Script: Broken Link Checker

You’ve got a site, maybe it’s a blog, maybe a sprawling SaaS documentation portal, or something in-between. You update content, write new posts, adjust internal linking, pull in external references, and yet, somewhere along the way, links start to die. It’s like termites quietly chewing through your SEO foundation.

Broken links are signals to search engines that your site isn’t well cared for. Bots waste crawl budget hitting dead ends. Users bounce off frustrated. Ranking potential slips.
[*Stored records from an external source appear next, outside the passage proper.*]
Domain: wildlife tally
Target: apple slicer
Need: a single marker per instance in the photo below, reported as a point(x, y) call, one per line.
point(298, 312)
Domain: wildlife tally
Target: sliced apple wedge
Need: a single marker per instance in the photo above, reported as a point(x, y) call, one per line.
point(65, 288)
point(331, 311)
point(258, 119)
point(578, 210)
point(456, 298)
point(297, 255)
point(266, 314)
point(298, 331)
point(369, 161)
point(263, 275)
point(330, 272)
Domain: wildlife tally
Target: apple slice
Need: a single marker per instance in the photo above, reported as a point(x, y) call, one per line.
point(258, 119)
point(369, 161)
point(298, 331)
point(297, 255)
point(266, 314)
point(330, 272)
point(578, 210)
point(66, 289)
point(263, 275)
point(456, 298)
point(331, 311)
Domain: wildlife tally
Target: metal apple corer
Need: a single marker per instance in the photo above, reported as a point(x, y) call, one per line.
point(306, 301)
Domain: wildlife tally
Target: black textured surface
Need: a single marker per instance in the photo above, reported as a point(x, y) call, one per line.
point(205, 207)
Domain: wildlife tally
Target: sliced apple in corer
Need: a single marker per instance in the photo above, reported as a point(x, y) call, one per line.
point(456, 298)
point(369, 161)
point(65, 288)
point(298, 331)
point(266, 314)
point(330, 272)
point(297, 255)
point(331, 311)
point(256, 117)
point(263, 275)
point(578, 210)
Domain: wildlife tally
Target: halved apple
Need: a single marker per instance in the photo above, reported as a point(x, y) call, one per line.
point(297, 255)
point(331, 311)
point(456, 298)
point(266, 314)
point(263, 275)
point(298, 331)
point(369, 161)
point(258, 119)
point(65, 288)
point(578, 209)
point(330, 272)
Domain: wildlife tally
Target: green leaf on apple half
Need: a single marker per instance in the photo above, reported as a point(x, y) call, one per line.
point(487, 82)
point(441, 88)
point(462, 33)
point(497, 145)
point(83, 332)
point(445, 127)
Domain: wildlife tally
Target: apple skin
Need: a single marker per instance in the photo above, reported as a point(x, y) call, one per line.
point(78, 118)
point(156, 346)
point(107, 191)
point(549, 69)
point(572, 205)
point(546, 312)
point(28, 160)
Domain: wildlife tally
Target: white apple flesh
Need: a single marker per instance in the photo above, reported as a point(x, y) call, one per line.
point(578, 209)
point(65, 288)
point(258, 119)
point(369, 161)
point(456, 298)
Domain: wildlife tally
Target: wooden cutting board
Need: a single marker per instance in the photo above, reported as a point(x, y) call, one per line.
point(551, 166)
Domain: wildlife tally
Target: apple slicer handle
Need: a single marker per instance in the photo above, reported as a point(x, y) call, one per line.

Fixing links is part of solid SEO housekeeping.

Why a Script and Not Just a Tool?

Sure, there is Screaming Frog free and some other online checkers that will scan pages and spit results back at you in a browser, but:

They usually limit how many links you can check per scan.
You don’t own the logic – it’s someone else’s UI and workflow.
They often don’t integrate easily into automation pipelines or devops tasks.

A script gives you control, flexibility and the ability to embed link checking into your CI/CD, your CMS publishing hooks, or even your local site audits.

The Core Idea

At its simplest, a broken link checker does two things – crawl a set of pages and verify every link found (internal and external) to see if they return a healthy HTTP status (e.g., 200 OK) or something problematic (like 404 Not Found).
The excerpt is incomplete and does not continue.